Notas do Pinheiro

Jornalismo Analítico

sexta-feira, novembro 25, 2005

Enxugando gelo

WLADMIR ÁLVARO PINHEIRO JARDIM
BELO HORIZONTE


Na apresentação de “Terror e êxtase”, de José Carlos Oliveira, que acaba de ser relançado, o escritor, jornalista e noveleiro Aguinaldo Silva (TV GLOBO) chega à conclusão de que o melhor romance sobre o Rio de Janeiro atual é esse livro, escrito há quase 30 anos. “Nossos autores de hoje fogem, como o diabo da cruz, da cidade em que vivem”, afirma o criador de “Senhora do destino” (TV GLOBO, 2004), lançando algumas farpas: “E preferem escrever sobre Budapeste ou a Mongólia, mesmo sem ter lá estado”.

Apesar de algumas gírias datadas — “saqualé”, “saca essa”, “não cansa a minha beleza”, “estamos conversados”, “putz”, “de montão” — o romance é atual pelo tema, o amor-bandido.

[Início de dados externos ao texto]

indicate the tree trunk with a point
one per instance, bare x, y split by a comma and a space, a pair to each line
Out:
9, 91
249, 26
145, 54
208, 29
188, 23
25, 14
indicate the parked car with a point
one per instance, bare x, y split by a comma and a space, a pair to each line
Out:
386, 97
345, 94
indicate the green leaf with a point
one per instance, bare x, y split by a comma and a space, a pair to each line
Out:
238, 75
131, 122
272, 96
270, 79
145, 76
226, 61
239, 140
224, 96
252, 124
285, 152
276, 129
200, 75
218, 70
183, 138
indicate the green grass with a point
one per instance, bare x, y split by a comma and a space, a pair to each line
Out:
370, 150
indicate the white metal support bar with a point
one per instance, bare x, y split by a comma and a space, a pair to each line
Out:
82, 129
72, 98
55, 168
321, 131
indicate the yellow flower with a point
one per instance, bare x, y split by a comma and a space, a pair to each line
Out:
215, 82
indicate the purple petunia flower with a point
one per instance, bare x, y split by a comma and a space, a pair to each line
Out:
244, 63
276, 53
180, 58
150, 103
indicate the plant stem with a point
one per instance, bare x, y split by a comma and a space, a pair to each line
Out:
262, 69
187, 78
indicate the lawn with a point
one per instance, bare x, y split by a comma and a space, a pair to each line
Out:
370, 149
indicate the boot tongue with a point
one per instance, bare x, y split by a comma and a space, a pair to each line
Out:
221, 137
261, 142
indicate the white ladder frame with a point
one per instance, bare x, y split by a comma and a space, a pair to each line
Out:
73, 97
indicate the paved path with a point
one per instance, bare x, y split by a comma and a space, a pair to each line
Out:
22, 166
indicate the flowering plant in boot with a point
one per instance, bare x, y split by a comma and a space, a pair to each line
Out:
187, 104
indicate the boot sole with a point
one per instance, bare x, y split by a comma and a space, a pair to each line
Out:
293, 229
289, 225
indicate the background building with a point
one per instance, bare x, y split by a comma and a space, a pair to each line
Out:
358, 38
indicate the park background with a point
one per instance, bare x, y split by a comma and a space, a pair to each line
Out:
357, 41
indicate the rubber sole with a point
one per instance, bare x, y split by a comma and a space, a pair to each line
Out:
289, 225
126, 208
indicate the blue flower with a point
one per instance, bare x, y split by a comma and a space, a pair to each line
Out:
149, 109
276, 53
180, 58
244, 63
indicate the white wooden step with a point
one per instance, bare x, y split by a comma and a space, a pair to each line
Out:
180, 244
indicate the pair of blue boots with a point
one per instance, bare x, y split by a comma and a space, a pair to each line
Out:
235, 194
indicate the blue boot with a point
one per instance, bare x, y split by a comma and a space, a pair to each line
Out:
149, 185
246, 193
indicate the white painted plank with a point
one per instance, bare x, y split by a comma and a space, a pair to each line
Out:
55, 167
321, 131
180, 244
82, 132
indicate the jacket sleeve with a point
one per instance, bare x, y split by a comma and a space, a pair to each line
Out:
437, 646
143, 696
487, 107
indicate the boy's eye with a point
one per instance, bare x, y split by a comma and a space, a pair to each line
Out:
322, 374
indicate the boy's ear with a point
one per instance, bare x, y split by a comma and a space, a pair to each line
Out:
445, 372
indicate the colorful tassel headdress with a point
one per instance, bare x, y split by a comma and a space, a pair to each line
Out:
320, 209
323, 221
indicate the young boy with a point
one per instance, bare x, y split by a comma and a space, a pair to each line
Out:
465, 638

Uma menina da Zona Sul carioca, bonita, bem-nascida, apaixona-se pelo assassino e traficante “1001”, assim chamado porque só tinha na frente os dentes caninos. Tempos depois, esses personagens deixaram o livro para freqüentar as páginas dos jornais.

Curioso como um cronista tido na época como politicamente “alienado”, que escreveu grande parte de sua obra bebendo na varanda de um bar, tinha a premonição de nossa tragédia social. Em uma crônica sobre “Garrincha”, um jovem delinqüente, ele diz que não temos futuro para oferecer aos garotos pobres. “Só pensaremos neles daqui a 20 anos, daqui a 50 anos, quando eles forem numerosos como ratos e agressivos como ratazanas bloqueadas pelo perigo”.

Como Oliveira previu, o futuro chegou. Se é verdade que a literatura não se interessa por ele, talvez seja não por falta de sensibilidade, mas por impotência. É como se a realidade tivesse se tornado mais irreal do que a ficção pode ser. Durante a Primeira Guerra Mundial, desesperados diante do irracionalismo que se acreditava ter chegado ao máximo, artistas europeus criaram o dadaísmo, um movimento pelo absurdo e contra uma civilização que não conseguira evitar a barbárie da Guerra.

Acho que só um dadaísmo tupiniquim poderia dar conta de apreender o nosso estado de coisas. Mesmo o Jornalismo foi vencido pela violência. De tanto ter que noticiá-la, somos identificados com ela. Essa semana mesmo, enquanto o Ministério da Justiça anunciava os índices de aumento de crimes — assalto a residências e a pedestres, roubo e furto de veículos, assalto a ônibus — o vosso presidente da República Luiz Inácio da Silva (PT-SP) continua afirmando que os problemas da violência no Brasil são exagerados pela Imprensa. É o caso de perguntar às vítimas.
Em suma, acho que há de nossa parte também um cansaço pelo esforço repetitivo.
A exemplo da polícia na sua luta contra o crime e do ainda ministro de Estado da Fazenda Antonio Palocci Filho (PT-SP) na sua persistência em pagar em dia os juros da nossa dívida externa, também estamos enxugando gelo.